Dal-Tile sales were down 12% in the quarter compared to last year, reflecting a slower commercial environment, along with a continued decline in residential demand. Margins were impacted by a declining product mix, and lower production levels creating unabsorbed overhead in the fourth quarter. We shut down several high-cost production lines and moved the products to more efficient operations. We have executed many cost reductions, including reduced sales, manufacturing and distribution staffing; lower alternative materials; and improved transportation. Inventory levels were balanced with declining sales and should decrease as we go forward. Warehousing at the plants has been increased to ship more directly and reduce overall distribution expenses. We are increasing our penetration of the Mexican market with broader product offerings and increased distribution.”

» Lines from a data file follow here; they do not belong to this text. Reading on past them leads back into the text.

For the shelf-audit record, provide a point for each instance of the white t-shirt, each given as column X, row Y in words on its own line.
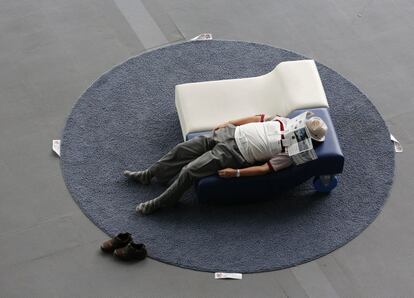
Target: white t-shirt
column 261, row 142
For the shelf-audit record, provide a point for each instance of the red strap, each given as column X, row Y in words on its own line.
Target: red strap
column 270, row 166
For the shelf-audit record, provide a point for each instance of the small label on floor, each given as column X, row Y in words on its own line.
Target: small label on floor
column 203, row 36
column 397, row 145
column 224, row 275
column 56, row 147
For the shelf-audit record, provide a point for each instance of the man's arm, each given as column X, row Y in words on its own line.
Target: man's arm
column 241, row 121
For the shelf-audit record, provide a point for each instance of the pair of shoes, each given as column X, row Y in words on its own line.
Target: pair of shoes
column 123, row 247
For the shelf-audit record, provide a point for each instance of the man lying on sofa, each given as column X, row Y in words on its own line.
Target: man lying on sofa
column 244, row 147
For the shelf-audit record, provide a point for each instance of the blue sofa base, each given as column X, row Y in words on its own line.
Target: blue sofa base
column 215, row 189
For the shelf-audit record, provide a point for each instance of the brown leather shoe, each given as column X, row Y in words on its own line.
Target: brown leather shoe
column 120, row 240
column 133, row 251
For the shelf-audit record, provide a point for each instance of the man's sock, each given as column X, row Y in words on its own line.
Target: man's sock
column 143, row 177
column 148, row 206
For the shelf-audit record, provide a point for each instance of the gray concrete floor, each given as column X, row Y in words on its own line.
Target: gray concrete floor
column 51, row 51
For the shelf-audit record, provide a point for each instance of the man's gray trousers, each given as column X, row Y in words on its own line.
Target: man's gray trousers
column 196, row 158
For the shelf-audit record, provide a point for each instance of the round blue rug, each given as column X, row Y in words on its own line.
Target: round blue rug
column 127, row 120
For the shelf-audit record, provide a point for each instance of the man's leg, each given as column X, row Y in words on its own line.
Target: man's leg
column 171, row 163
column 221, row 156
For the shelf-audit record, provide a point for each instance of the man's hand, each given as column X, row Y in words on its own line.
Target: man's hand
column 227, row 173
column 221, row 125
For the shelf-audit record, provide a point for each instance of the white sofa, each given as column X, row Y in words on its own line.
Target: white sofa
column 289, row 86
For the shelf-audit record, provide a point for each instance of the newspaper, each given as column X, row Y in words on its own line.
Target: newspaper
column 298, row 140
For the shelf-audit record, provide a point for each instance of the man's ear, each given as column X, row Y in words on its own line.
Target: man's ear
column 309, row 114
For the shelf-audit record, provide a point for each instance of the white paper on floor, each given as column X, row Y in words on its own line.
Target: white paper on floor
column 56, row 147
column 397, row 144
column 203, row 36
column 224, row 275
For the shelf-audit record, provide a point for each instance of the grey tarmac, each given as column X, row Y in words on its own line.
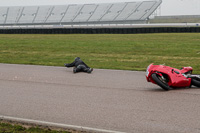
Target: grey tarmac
column 106, row 100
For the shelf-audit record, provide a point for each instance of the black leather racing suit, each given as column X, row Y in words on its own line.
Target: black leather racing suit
column 79, row 66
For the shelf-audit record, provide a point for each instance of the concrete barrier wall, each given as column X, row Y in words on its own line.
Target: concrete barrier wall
column 102, row 30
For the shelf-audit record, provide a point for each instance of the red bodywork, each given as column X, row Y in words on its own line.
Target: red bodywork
column 175, row 76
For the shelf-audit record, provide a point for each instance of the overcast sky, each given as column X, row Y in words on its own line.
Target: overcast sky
column 168, row 7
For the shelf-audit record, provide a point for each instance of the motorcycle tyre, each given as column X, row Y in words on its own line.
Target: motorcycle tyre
column 159, row 82
column 195, row 82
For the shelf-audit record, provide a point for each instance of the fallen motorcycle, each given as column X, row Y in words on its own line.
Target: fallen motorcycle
column 168, row 78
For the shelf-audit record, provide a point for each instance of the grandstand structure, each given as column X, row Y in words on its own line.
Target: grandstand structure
column 79, row 14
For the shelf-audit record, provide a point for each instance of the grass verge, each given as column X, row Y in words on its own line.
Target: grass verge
column 104, row 51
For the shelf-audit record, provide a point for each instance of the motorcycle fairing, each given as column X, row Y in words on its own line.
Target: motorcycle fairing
column 175, row 77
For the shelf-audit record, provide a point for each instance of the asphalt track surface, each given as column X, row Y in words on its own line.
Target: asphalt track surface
column 104, row 101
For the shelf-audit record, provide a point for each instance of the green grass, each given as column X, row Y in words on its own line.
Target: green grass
column 104, row 51
column 15, row 128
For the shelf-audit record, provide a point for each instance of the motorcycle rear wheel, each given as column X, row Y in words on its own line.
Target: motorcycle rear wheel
column 160, row 82
column 195, row 82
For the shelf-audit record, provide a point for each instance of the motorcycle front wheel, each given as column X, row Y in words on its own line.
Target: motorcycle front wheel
column 195, row 82
column 159, row 81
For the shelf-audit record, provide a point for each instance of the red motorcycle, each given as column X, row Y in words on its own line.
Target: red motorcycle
column 167, row 77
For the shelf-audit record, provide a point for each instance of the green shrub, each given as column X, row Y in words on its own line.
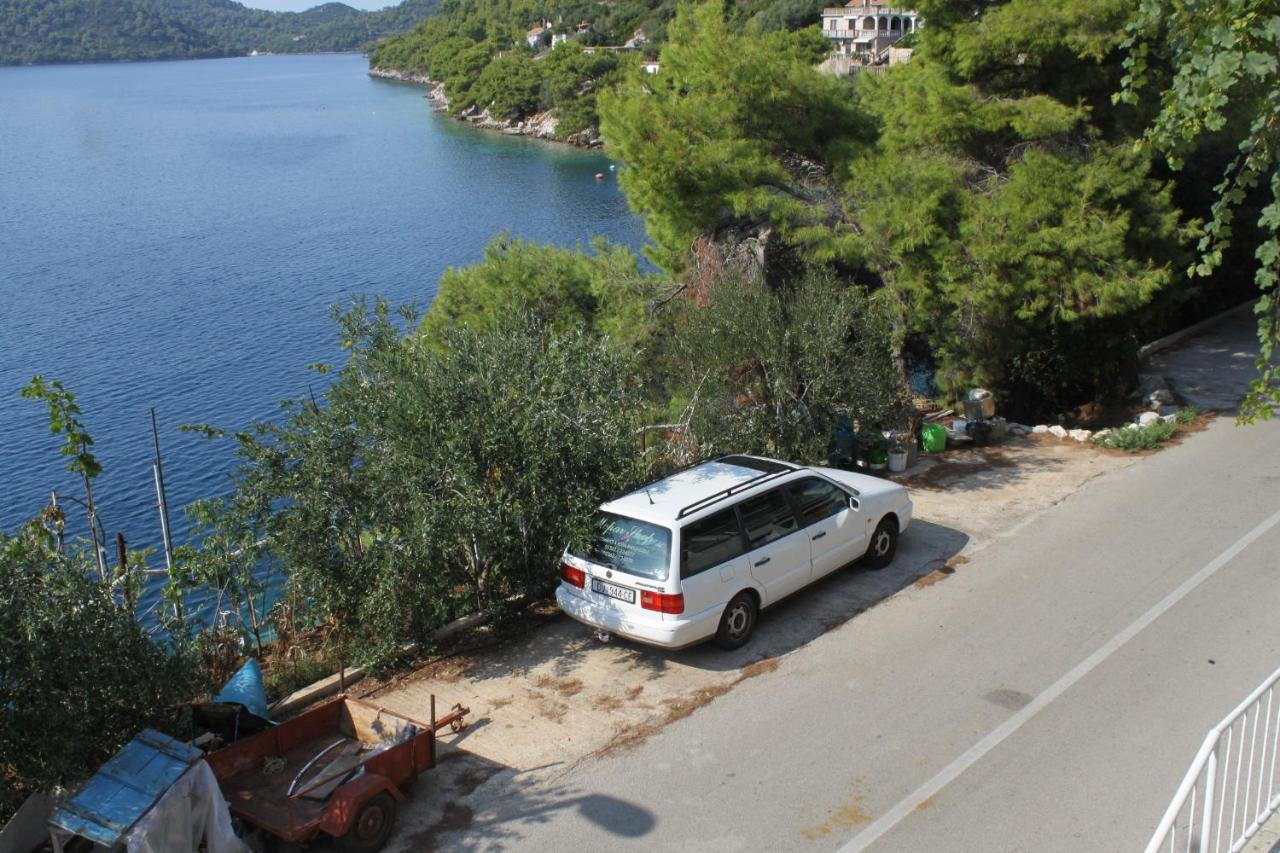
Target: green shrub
column 439, row 478
column 78, row 675
column 1133, row 439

The current environment is expected to remain challenging for the near term, and Mohawk believes that sales volume will continue to decline in the first quarter. In the first quarter, the Mohawk segment is forecasted to have an operating loss resulting from the $60 million flow through of peak FIFO costs. The Dal-Tile and Unilin segments will continue to be impacted by the recession and lower consumer spending, resulting in lower production volumes and a declining product mix. Based on these factors, the company’s EPS guidance for the first quarter is a loss of $.80 to $.89 per share.
Mohawk will remain focused on managing its balance sheet and maximizing cash generation across its businesses. The company will continue to reduce infrastructure, capital expenditures, working capital and controllable costs. In the second quarter, margins will be positively impacted after the peak inventory costs flow through the first quarter and seasonal improvements are seen in volume.